Living in the small country town of Jones, Okla., Thompson’s father left the family shortly before his son’s fourth birthday. Never really knowing his father or his reason for leaving, Thompson relied on his coaches, who understood his situation and watched over him like their own son.
Getting government help, having an occasional fight at school and struggling at times in the classroom, Thompson found his escape in sports. He became involved in the athletic program at Jones High School, leaving as a four-year letterman in football, weightlifting and track.
In high school, Thompson also met his future wife, Kira Simpson. The two connected because they both lacked a father figure growing up and understood that they would have each other.
“It made me want a relationship more based on love with a guy because I didn’t have my dad around,” Kira said. “So I wanted Micah because he knew exactly what it felt like.”
In December 2011 – his freshman year of college – he married Kira and became a father soon after. Though Thompson never expected to have a child so early, he hoped he would be a better father than his own.

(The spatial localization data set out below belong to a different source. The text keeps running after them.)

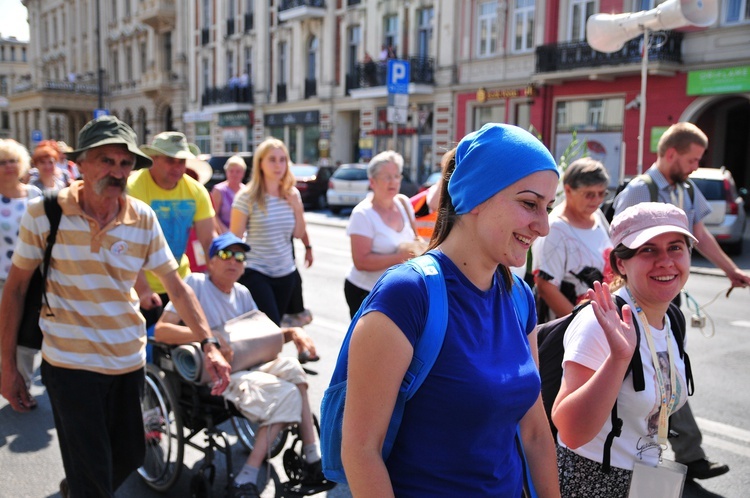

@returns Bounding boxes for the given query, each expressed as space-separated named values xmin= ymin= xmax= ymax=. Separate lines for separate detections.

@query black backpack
xmin=602 ymin=174 xmax=695 ymax=223
xmin=537 ymin=295 xmax=693 ymax=472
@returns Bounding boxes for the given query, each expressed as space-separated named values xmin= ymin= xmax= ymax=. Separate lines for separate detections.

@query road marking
xmin=730 ymin=320 xmax=750 ymax=328
xmin=697 ymin=417 xmax=750 ymax=458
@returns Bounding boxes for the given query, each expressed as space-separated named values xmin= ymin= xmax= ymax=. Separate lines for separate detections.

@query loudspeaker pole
xmin=637 ymin=28 xmax=649 ymax=175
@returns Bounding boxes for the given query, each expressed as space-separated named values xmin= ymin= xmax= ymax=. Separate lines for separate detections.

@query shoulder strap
xmin=40 ymin=191 xmax=62 ymax=313
xmin=684 ymin=179 xmax=696 ymax=204
xmin=639 ymin=174 xmax=658 ymax=203
xmin=401 ymin=253 xmax=448 ymax=400
xmin=397 ymin=194 xmax=419 ymax=239
xmin=667 ymin=302 xmax=693 ymax=395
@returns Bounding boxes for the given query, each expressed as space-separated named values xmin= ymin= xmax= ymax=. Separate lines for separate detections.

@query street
xmin=1 ymin=210 xmax=749 ymax=497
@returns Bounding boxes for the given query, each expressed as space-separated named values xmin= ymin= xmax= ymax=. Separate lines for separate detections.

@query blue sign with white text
xmin=387 ymin=59 xmax=410 ymax=95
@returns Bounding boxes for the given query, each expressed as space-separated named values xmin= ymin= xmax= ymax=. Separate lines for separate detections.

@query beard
xmin=94 ymin=175 xmax=127 ymax=195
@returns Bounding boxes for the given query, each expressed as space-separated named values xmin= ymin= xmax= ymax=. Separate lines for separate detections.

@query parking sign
xmin=387 ymin=59 xmax=410 ymax=95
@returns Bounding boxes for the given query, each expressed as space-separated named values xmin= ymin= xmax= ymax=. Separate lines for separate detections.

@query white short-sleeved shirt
xmin=345 ymin=195 xmax=416 ymax=291
xmin=559 ymin=288 xmax=688 ymax=470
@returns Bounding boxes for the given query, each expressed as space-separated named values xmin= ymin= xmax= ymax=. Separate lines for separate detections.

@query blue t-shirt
xmin=362 ymin=250 xmax=540 ymax=497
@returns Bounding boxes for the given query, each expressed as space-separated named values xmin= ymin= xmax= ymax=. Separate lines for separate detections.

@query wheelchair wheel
xmin=231 ymin=416 xmax=288 ymax=457
xmin=138 ymin=364 xmax=184 ymax=492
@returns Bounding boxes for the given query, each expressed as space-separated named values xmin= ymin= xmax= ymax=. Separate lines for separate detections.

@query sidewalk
xmin=303 ymin=211 xmax=750 ymax=274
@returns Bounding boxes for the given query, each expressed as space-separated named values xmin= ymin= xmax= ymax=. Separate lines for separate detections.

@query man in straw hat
xmin=128 ymin=131 xmax=217 ymax=326
xmin=0 ymin=115 xmax=230 ymax=496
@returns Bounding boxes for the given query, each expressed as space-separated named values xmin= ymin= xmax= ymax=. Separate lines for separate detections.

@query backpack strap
xmin=667 ymin=302 xmax=693 ymax=395
xmin=640 ymin=174 xmax=658 ymax=203
xmin=40 ymin=191 xmax=62 ymax=315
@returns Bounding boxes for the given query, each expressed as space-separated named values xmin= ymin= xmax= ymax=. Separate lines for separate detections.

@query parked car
xmin=689 ymin=167 xmax=747 ymax=255
xmin=291 ymin=163 xmax=334 ymax=209
xmin=201 ymin=153 xmax=253 ymax=191
xmin=326 ymin=163 xmax=370 ymax=214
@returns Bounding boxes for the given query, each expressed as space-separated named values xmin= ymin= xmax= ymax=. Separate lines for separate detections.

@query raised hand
xmin=586 ymin=281 xmax=637 ymax=362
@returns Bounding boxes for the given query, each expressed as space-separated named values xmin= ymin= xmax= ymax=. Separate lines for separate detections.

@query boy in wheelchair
xmin=153 ymin=232 xmax=328 ymax=498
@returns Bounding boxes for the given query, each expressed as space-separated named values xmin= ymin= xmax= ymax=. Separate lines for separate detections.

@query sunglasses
xmin=215 ymin=249 xmax=247 ymax=262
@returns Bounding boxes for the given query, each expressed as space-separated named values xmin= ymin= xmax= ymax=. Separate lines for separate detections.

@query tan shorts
xmin=222 ymin=357 xmax=307 ymax=427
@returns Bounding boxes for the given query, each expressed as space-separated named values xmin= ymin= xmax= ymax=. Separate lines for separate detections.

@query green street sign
xmin=650 ymin=126 xmax=669 ymax=153
xmin=687 ymin=66 xmax=750 ymax=96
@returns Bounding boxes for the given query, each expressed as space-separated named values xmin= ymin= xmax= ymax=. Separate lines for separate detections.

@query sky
xmin=0 ymin=0 xmax=29 ymax=41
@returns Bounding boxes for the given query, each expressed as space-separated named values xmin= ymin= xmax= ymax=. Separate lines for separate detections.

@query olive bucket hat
xmin=140 ymin=131 xmax=200 ymax=160
xmin=68 ymin=115 xmax=153 ymax=169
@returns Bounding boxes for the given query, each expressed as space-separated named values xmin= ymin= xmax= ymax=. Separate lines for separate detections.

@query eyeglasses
xmin=375 ymin=174 xmax=403 ymax=182
xmin=215 ymin=249 xmax=247 ymax=262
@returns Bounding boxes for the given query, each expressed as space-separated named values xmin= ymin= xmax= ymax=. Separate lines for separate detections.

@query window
xmin=384 ymin=15 xmax=399 ymax=53
xmin=126 ymin=46 xmax=133 ymax=81
xmin=569 ymin=0 xmax=595 ymax=41
xmin=195 ymin=122 xmax=211 ymax=155
xmin=10 ymin=47 xmax=15 ymax=62
xmin=555 ymin=98 xmax=625 ymax=132
xmin=278 ymin=42 xmax=287 ymax=84
xmin=307 ymin=37 xmax=317 ymax=80
xmin=244 ymin=46 xmax=252 ymax=79
xmin=348 ymin=25 xmax=360 ymax=75
xmin=202 ymin=57 xmax=210 ymax=91
xmin=474 ymin=105 xmax=505 ymax=129
xmin=112 ymin=50 xmax=119 ymax=84
xmin=226 ymin=50 xmax=235 ymax=81
xmin=202 ymin=0 xmax=211 ymax=28
xmin=724 ymin=0 xmax=750 ymax=24
xmin=111 ymin=0 xmax=117 ymax=19
xmin=477 ymin=1 xmax=498 ymax=57
xmin=140 ymin=41 xmax=147 ymax=74
xmin=512 ymin=0 xmax=535 ymax=53
xmin=633 ymin=0 xmax=669 ymax=9
xmin=417 ymin=8 xmax=434 ymax=58
xmin=1 ymin=111 xmax=9 ymax=130
xmin=125 ymin=0 xmax=131 ymax=17
xmin=228 ymin=0 xmax=235 ymax=18
xmin=0 ymin=76 xmax=7 ymax=95
xmin=163 ymin=32 xmax=172 ymax=72
xmin=22 ymin=47 xmax=27 ymax=62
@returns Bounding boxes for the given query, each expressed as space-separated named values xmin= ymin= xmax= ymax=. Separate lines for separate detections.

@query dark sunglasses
xmin=215 ymin=249 xmax=247 ymax=262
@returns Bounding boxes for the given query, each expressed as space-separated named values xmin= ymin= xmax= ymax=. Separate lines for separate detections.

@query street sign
xmin=387 ymin=106 xmax=408 ymax=125
xmin=388 ymin=93 xmax=408 ymax=108
xmin=94 ymin=108 xmax=110 ymax=119
xmin=31 ymin=129 xmax=43 ymax=142
xmin=387 ymin=59 xmax=410 ymax=95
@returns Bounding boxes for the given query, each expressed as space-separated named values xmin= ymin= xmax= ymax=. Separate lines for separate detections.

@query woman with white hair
xmin=343 ymin=150 xmax=420 ymax=318
xmin=0 ymin=139 xmax=42 ymax=407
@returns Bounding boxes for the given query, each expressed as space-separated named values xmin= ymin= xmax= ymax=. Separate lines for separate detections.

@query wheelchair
xmin=138 ymin=340 xmax=323 ymax=497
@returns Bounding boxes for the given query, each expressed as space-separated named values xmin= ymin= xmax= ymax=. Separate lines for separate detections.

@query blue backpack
xmin=319 ymin=253 xmax=532 ymax=485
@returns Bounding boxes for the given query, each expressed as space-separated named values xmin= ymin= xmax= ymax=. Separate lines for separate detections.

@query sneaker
xmin=300 ymin=459 xmax=327 ymax=486
xmin=685 ymin=458 xmax=729 ymax=480
xmin=59 ymin=478 xmax=69 ymax=498
xmin=282 ymin=309 xmax=314 ymax=328
xmin=230 ymin=480 xmax=260 ymax=498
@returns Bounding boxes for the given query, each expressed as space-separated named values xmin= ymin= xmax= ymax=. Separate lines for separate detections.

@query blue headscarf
xmin=448 ymin=123 xmax=559 ymax=215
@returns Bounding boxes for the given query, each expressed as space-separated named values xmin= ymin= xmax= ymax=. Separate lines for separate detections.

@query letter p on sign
xmin=387 ymin=60 xmax=410 ymax=95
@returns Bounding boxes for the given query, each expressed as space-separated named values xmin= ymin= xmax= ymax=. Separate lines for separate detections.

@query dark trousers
xmin=344 ymin=279 xmax=371 ymax=319
xmin=42 ymin=361 xmax=145 ymax=497
xmin=286 ymin=269 xmax=305 ymax=315
xmin=238 ymin=268 xmax=296 ymax=326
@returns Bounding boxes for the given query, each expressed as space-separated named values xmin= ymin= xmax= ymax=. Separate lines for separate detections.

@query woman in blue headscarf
xmin=341 ymin=124 xmax=561 ymax=497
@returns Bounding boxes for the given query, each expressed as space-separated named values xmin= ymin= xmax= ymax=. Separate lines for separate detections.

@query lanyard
xmin=626 ymin=288 xmax=678 ymax=448
xmin=668 ymin=184 xmax=684 ymax=211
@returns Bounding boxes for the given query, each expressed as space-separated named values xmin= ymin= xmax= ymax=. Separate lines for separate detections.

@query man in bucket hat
xmin=128 ymin=131 xmax=217 ymax=327
xmin=0 ymin=116 xmax=231 ymax=497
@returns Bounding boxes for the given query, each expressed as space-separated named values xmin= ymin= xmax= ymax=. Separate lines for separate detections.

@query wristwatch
xmin=200 ymin=337 xmax=221 ymax=351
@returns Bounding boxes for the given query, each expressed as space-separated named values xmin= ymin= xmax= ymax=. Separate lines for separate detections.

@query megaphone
xmin=587 ymin=0 xmax=718 ymax=53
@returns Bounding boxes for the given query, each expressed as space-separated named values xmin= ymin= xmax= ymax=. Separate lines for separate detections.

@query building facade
xmin=0 ymin=34 xmax=30 ymax=140
xmin=8 ymin=0 xmax=750 ymax=190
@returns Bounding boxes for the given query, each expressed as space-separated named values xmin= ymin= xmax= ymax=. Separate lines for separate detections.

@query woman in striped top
xmin=230 ymin=138 xmax=308 ymax=325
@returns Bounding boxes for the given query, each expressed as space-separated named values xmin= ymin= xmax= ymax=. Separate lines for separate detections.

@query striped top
xmin=12 ymin=181 xmax=179 ymax=375
xmin=232 ymin=191 xmax=297 ymax=278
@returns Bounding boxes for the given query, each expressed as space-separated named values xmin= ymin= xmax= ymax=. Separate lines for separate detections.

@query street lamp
xmin=586 ymin=0 xmax=717 ymax=174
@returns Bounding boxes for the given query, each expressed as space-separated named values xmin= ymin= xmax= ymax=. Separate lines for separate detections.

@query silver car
xmin=690 ymin=167 xmax=747 ymax=255
xmin=326 ymin=163 xmax=370 ymax=214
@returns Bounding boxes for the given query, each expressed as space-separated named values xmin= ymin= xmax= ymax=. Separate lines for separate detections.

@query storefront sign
xmin=184 ymin=110 xmax=214 ymax=123
xmin=650 ymin=126 xmax=669 ymax=153
xmin=264 ymin=110 xmax=320 ymax=127
xmin=687 ymin=66 xmax=750 ymax=95
xmin=476 ymin=86 xmax=536 ymax=103
xmin=219 ymin=111 xmax=252 ymax=127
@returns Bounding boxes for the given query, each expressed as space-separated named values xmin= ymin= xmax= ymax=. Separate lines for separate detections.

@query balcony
xmin=41 ymin=80 xmax=100 ymax=94
xmin=277 ymin=83 xmax=287 ymax=103
xmin=278 ymin=0 xmax=325 ymax=22
xmin=536 ymin=31 xmax=682 ymax=75
xmin=244 ymin=13 xmax=254 ymax=31
xmin=137 ymin=0 xmax=176 ymax=32
xmin=226 ymin=18 xmax=235 ymax=37
xmin=201 ymin=84 xmax=254 ymax=106
xmin=141 ymin=70 xmax=180 ymax=98
xmin=304 ymin=78 xmax=317 ymax=98
xmin=347 ymin=57 xmax=435 ymax=94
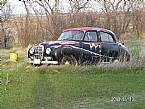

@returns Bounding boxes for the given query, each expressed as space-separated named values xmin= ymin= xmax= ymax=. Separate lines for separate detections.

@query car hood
xmin=40 ymin=40 xmax=79 ymax=47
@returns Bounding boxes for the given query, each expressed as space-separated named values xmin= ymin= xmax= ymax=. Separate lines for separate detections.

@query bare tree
xmin=0 ymin=0 xmax=13 ymax=47
xmin=34 ymin=0 xmax=61 ymax=38
xmin=10 ymin=0 xmax=145 ymax=47
xmin=68 ymin=0 xmax=90 ymax=13
xmin=93 ymin=0 xmax=133 ymax=39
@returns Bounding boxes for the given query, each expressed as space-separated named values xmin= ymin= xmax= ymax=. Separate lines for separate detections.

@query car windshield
xmin=58 ymin=30 xmax=84 ymax=41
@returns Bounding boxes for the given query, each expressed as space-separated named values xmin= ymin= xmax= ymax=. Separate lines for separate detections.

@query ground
xmin=0 ymin=38 xmax=145 ymax=109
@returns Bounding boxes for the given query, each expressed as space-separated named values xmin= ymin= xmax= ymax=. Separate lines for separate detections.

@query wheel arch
xmin=61 ymin=46 xmax=81 ymax=62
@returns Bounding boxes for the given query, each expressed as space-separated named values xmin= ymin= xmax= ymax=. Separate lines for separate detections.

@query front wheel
xmin=61 ymin=55 xmax=78 ymax=65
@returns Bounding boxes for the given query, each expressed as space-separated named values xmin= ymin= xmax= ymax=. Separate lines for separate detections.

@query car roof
xmin=64 ymin=27 xmax=117 ymax=40
xmin=64 ymin=27 xmax=111 ymax=32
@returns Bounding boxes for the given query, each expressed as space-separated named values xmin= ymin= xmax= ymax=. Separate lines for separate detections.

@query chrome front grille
xmin=34 ymin=45 xmax=44 ymax=60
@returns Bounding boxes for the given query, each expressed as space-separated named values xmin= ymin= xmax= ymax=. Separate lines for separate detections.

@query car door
xmin=98 ymin=31 xmax=119 ymax=61
xmin=81 ymin=30 xmax=100 ymax=63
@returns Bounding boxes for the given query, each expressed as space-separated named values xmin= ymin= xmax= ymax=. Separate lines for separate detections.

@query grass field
xmin=1 ymin=65 xmax=145 ymax=109
xmin=1 ymin=38 xmax=145 ymax=109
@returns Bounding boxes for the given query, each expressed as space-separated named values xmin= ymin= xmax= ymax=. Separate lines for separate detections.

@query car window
xmin=100 ymin=32 xmax=114 ymax=42
xmin=84 ymin=31 xmax=97 ymax=42
xmin=58 ymin=30 xmax=84 ymax=41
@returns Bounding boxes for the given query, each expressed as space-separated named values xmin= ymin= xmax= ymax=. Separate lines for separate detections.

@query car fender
xmin=61 ymin=45 xmax=82 ymax=61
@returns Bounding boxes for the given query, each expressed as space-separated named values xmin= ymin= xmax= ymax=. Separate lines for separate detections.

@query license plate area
xmin=33 ymin=59 xmax=41 ymax=65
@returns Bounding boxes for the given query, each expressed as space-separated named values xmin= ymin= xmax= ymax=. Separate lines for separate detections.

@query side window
xmin=72 ymin=31 xmax=84 ymax=40
xmin=84 ymin=31 xmax=97 ymax=41
xmin=100 ymin=32 xmax=114 ymax=42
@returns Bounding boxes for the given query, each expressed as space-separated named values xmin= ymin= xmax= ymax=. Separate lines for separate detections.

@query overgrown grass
xmin=125 ymin=33 xmax=145 ymax=64
xmin=1 ymin=37 xmax=145 ymax=109
xmin=1 ymin=65 xmax=145 ymax=109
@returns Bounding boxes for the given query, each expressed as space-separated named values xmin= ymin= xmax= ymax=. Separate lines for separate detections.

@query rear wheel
xmin=61 ymin=55 xmax=78 ymax=65
xmin=118 ymin=53 xmax=130 ymax=62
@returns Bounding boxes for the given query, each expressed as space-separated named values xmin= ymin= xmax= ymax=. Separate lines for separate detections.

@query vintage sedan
xmin=28 ymin=27 xmax=130 ymax=65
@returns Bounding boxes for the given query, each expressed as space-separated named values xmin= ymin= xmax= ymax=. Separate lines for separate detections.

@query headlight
xmin=46 ymin=48 xmax=51 ymax=54
xmin=29 ymin=48 xmax=34 ymax=54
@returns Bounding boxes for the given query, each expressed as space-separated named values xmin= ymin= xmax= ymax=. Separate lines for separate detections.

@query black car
xmin=28 ymin=27 xmax=130 ymax=65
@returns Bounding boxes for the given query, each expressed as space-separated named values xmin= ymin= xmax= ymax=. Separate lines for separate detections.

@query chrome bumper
xmin=29 ymin=59 xmax=58 ymax=65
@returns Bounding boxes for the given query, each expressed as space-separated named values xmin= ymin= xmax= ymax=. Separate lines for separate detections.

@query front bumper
xmin=29 ymin=58 xmax=58 ymax=65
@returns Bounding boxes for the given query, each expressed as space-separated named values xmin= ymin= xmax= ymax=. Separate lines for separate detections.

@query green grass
xmin=125 ymin=33 xmax=145 ymax=64
xmin=1 ymin=65 xmax=145 ymax=109
xmin=1 ymin=37 xmax=145 ymax=109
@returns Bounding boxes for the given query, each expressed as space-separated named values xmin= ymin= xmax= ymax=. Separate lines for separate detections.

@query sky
xmin=0 ymin=0 xmax=26 ymax=14
xmin=1 ymin=0 xmax=101 ymax=15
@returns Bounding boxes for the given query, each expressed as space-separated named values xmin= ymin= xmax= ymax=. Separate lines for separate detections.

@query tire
xmin=61 ymin=55 xmax=78 ymax=65
xmin=119 ymin=53 xmax=130 ymax=62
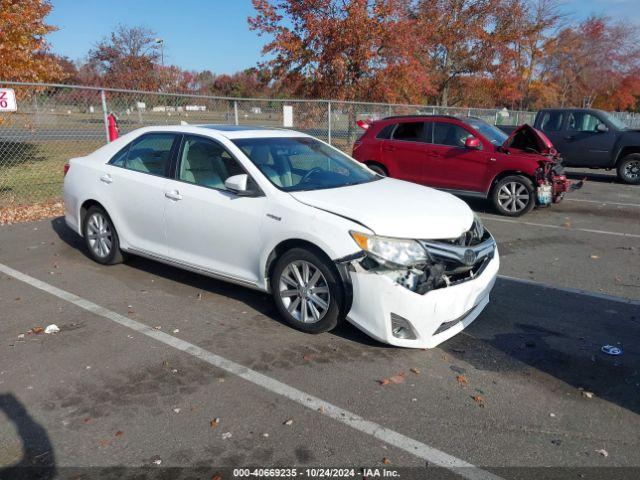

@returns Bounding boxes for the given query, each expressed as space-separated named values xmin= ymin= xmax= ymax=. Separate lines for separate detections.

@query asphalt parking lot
xmin=1 ymin=168 xmax=639 ymax=479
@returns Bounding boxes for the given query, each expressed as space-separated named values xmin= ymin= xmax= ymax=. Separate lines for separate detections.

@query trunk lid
xmin=289 ymin=178 xmax=475 ymax=240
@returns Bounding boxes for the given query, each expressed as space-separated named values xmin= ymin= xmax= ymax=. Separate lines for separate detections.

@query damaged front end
xmin=503 ymin=124 xmax=582 ymax=205
xmin=341 ymin=218 xmax=496 ymax=296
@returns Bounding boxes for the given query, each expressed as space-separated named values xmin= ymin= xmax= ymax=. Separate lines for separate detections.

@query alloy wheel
xmin=86 ymin=212 xmax=113 ymax=258
xmin=278 ymin=260 xmax=330 ymax=324
xmin=624 ymin=160 xmax=640 ymax=181
xmin=497 ymin=181 xmax=530 ymax=213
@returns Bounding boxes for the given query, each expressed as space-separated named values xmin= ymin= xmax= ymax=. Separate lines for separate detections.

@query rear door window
xmin=124 ymin=133 xmax=177 ymax=176
xmin=539 ymin=112 xmax=564 ymax=132
xmin=391 ymin=122 xmax=426 ymax=142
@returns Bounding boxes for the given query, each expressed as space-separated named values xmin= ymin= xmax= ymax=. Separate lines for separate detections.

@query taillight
xmin=63 ymin=163 xmax=70 ymax=176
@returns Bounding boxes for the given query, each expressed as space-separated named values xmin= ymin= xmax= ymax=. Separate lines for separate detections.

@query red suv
xmin=352 ymin=115 xmax=571 ymax=216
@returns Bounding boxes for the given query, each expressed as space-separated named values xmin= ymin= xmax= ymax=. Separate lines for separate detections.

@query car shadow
xmin=49 ymin=217 xmax=390 ymax=349
xmin=50 ymin=217 xmax=640 ymax=414
xmin=564 ymin=169 xmax=619 ymax=184
xmin=0 ymin=394 xmax=56 ymax=480
xmin=441 ymin=277 xmax=640 ymax=415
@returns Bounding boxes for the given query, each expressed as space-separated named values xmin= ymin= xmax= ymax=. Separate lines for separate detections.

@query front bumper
xmin=345 ymin=249 xmax=499 ymax=348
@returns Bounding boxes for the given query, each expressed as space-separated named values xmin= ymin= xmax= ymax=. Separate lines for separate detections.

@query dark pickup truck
xmin=529 ymin=108 xmax=640 ymax=184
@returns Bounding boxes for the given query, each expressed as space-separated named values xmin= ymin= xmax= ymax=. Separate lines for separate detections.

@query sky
xmin=46 ymin=0 xmax=640 ymax=75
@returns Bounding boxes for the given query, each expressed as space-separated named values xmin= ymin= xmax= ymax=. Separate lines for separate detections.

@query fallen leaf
xmin=83 ymin=417 xmax=92 ymax=423
xmin=472 ymin=395 xmax=485 ymax=408
xmin=379 ymin=372 xmax=406 ymax=385
xmin=456 ymin=375 xmax=468 ymax=386
xmin=382 ymin=457 xmax=391 ymax=464
xmin=31 ymin=326 xmax=44 ymax=335
xmin=595 ymin=449 xmax=609 ymax=458
xmin=563 ymin=218 xmax=572 ymax=228
xmin=98 ymin=439 xmax=110 ymax=447
xmin=115 ymin=431 xmax=124 ymax=437
xmin=210 ymin=418 xmax=220 ymax=428
xmin=410 ymin=368 xmax=421 ymax=374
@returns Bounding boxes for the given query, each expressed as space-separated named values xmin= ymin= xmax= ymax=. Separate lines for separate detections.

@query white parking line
xmin=566 ymin=198 xmax=640 ymax=208
xmin=498 ymin=275 xmax=640 ymax=306
xmin=480 ymin=215 xmax=640 ymax=239
xmin=0 ymin=262 xmax=501 ymax=480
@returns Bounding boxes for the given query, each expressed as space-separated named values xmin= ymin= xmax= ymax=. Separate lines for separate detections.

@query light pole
xmin=155 ymin=38 xmax=164 ymax=67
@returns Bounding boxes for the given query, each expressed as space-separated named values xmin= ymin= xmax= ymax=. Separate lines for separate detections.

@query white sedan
xmin=63 ymin=125 xmax=499 ymax=348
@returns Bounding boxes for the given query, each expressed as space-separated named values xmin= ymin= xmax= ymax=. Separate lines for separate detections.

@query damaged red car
xmin=352 ymin=115 xmax=573 ymax=216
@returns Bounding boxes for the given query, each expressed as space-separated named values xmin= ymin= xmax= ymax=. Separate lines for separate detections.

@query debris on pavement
xmin=210 ymin=418 xmax=220 ymax=428
xmin=152 ymin=458 xmax=162 ymax=465
xmin=601 ymin=345 xmax=623 ymax=356
xmin=551 ymin=439 xmax=562 ymax=446
xmin=262 ymin=433 xmax=269 ymax=437
xmin=44 ymin=324 xmax=60 ymax=334
xmin=410 ymin=368 xmax=421 ymax=374
xmin=581 ymin=390 xmax=595 ymax=399
xmin=595 ymin=449 xmax=609 ymax=458
xmin=173 ymin=408 xmax=181 ymax=413
xmin=153 ymin=325 xmax=162 ymax=330
xmin=382 ymin=457 xmax=391 ymax=464
xmin=590 ymin=254 xmax=600 ymax=260
xmin=456 ymin=375 xmax=468 ymax=386
xmin=221 ymin=432 xmax=232 ymax=439
xmin=379 ymin=372 xmax=406 ymax=385
xmin=17 ymin=334 xmax=25 ymax=340
xmin=472 ymin=395 xmax=485 ymax=408
xmin=28 ymin=326 xmax=44 ymax=335
xmin=115 ymin=431 xmax=124 ymax=437
xmin=550 ymin=413 xmax=556 ymax=418
xmin=172 ymin=328 xmax=180 ymax=333
xmin=283 ymin=419 xmax=293 ymax=426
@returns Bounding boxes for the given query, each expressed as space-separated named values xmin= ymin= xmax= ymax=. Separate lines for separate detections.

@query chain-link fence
xmin=1 ymin=81 xmax=638 ymax=208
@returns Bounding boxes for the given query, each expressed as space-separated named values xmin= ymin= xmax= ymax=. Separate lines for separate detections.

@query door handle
xmin=164 ymin=190 xmax=183 ymax=201
xmin=99 ymin=174 xmax=113 ymax=184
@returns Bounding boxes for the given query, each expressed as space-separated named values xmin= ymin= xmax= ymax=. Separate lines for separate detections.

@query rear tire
xmin=617 ymin=154 xmax=640 ymax=184
xmin=271 ymin=248 xmax=344 ymax=334
xmin=491 ymin=175 xmax=535 ymax=217
xmin=367 ymin=163 xmax=388 ymax=176
xmin=83 ymin=206 xmax=124 ymax=265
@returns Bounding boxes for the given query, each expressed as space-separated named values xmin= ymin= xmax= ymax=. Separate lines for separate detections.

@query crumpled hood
xmin=503 ymin=124 xmax=556 ymax=156
xmin=289 ymin=178 xmax=474 ymax=240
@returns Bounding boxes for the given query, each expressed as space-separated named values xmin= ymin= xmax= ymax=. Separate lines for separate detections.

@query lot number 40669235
xmin=0 ymin=89 xmax=17 ymax=112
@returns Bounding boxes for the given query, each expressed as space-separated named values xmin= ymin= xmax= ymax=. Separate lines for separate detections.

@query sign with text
xmin=0 ymin=88 xmax=17 ymax=112
xmin=283 ymin=105 xmax=293 ymax=128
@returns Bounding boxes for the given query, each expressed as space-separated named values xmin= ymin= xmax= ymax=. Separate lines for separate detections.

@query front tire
xmin=83 ymin=206 xmax=124 ymax=265
xmin=491 ymin=175 xmax=535 ymax=216
xmin=271 ymin=248 xmax=344 ymax=334
xmin=367 ymin=163 xmax=388 ymax=176
xmin=617 ymin=154 xmax=640 ymax=184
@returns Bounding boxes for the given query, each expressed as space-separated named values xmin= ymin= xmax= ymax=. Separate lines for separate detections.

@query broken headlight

Not knowing what to do as a college student athlete and a soon-to-be father, Thompson was nervous. Remembering men from his past in a situation similar to his, he hoped he wouldn’t end up like them – no longer an athlete or even in school.
“It was rough because I didn’t know what to do,” Thompson said. “I didn’t have anybody to turn to or talk to about it but my mom.”
In his second year as a sociology student at UNT he lives in an apartment with his wife and child.
Thompson attends classes in the morning then goes to practice, meetings, study hall, and still finds time to spend at home at the end of the day with Kira and Kendrix.
“The time commitment for student athletes who don’t have children is unbelievably taxing,” senior associate athletic director Eric Capper said. “But for someone who is also trying to be a dad at that time, it’s really difficult, and I think Micah’s done a good job of being able to balance life.”
Despite the time he spends on the field and in the classroom, Thompson plans on being in his son’s life, being the best father he can and teaching him a motto he lives by: never give up.